My wife has dementia. For 6 years people didn't believe me. They got her an apartment, and I couldn't stop it, she moved out 3 months ago. 6 weeks ago, she fell and broke her hip and had to go to the hospital then rehab. They wouldn't let me visit her because she was telling them she didn't want me to be there. She is awfully influenced by other people's suggestions. I think that's where this not wanting me to visit came from. She seems very upset when my son asked if I could visit her, I think that she's probably mad because I'm not there to help her and this is where all her anger comes from. The nursing home is not helping, neither is it to the hospital. I read people can become a very fearful when someone they know is not there, maybe that's where this came from? Any thoughts appreciated. The nursing home has been very deceitful and unhelpful with my wife. I went to talk to the social worker one time and instead of talking to her they sent security and told me I had to leave and never could come back
Who is incharge of your wife's care? Who has Power of Attorney? Because if she has Dementia, someone has to be her Medical Power of Attorney.
There is a reason you are not being allowed to see her. Do you come off as aggressive when dealing with hospital staff? My Dad was a gruff man and could come off that way. You and son need to sit down and discuss why you cannot see Mom. Even with Dementia if she says no, that needs to be honored by the staff and son. You maybe a trigger. You and son need to sit down and discuss honestly what you are doing wrong for you to feel like the victim here. If you are thought to be a threat to your wife, you can be kept from seeing her.
You have Parkinson's and Dementia goes hand in hand with it, especially Lewy body. Lewy body affects the frontal lobe where emotions are. If you go to a Neurologist, maybe time to talk to him about medication.
I would say at this point, your wife may not be coming home because with your health problems, you can no longer care for her properly.
"...you don't need a piece of paper to do the right thing..."
Yes, you do in the U.S. -- it's called the Law. Sometimes it protects people in ways you don't like or agree with. That doesn't make it a conspiracy to "get rid of caregivers."
Your wife could have fallen and broken her hip & hand even in your shared home with you present. It happens all the time. That's what happened to my Aunt: she fell right in her own home in front of a family caregiver. Three times, then the third time she broke her hip.
I know it's distressing to think your own wife doesn't want your help. But if she's getting appropriate care there is at least this consolation. You need to find out if she has a legal guardian and then you'll know if you have any case for guardianship for her with an attorney. FYI it will cost you a lot of money to do this.

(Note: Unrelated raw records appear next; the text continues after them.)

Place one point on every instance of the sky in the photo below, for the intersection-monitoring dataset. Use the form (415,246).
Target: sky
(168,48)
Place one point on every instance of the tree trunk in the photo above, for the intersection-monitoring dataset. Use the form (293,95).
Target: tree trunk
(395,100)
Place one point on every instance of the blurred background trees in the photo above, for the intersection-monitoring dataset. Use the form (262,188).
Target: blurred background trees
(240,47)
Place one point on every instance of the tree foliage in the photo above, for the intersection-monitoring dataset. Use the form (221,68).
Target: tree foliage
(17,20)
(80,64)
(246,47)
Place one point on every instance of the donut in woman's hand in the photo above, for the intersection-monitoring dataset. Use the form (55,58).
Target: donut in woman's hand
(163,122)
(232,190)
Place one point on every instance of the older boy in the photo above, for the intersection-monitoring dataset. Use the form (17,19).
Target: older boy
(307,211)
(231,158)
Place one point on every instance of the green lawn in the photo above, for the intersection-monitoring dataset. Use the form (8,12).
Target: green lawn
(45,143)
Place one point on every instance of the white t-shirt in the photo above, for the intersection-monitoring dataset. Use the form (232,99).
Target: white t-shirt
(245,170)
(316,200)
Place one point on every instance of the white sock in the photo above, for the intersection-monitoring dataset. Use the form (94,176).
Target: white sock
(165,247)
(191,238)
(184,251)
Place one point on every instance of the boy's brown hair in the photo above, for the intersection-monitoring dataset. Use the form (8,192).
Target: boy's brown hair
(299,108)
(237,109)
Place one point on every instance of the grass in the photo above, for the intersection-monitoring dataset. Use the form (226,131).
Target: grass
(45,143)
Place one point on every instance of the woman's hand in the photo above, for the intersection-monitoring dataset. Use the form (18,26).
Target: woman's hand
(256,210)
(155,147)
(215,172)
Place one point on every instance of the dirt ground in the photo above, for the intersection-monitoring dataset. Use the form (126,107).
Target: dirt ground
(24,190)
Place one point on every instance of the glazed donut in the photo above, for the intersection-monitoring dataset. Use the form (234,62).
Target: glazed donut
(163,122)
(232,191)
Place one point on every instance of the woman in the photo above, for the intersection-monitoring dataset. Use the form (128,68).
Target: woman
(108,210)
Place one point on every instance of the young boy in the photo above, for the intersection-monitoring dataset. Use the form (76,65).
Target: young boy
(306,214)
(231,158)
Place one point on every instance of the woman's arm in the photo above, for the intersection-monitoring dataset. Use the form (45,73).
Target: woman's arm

Apparently you aren't her PoA or they wouldn't be blocking you. You don't get to have "access" to someone just because they are family members. This is a hard truth that many learn on the journey down cognitive decline and the legal system.
If you want access to your wife, and control over her affairs (like where she lives) then you will have to pursue legal guardianship through the courts. She may already have a legal guardian assigned.
Also, please use punctuation so that your story is more understandable.
I'm so sorry for this distressing situation. Please provide your goal and more information here on this thread.
We on this forum can't really help you when we don't know the WHOLE story. I'm sorry that you're not able to see your wife, but from you have shared it must be for the best.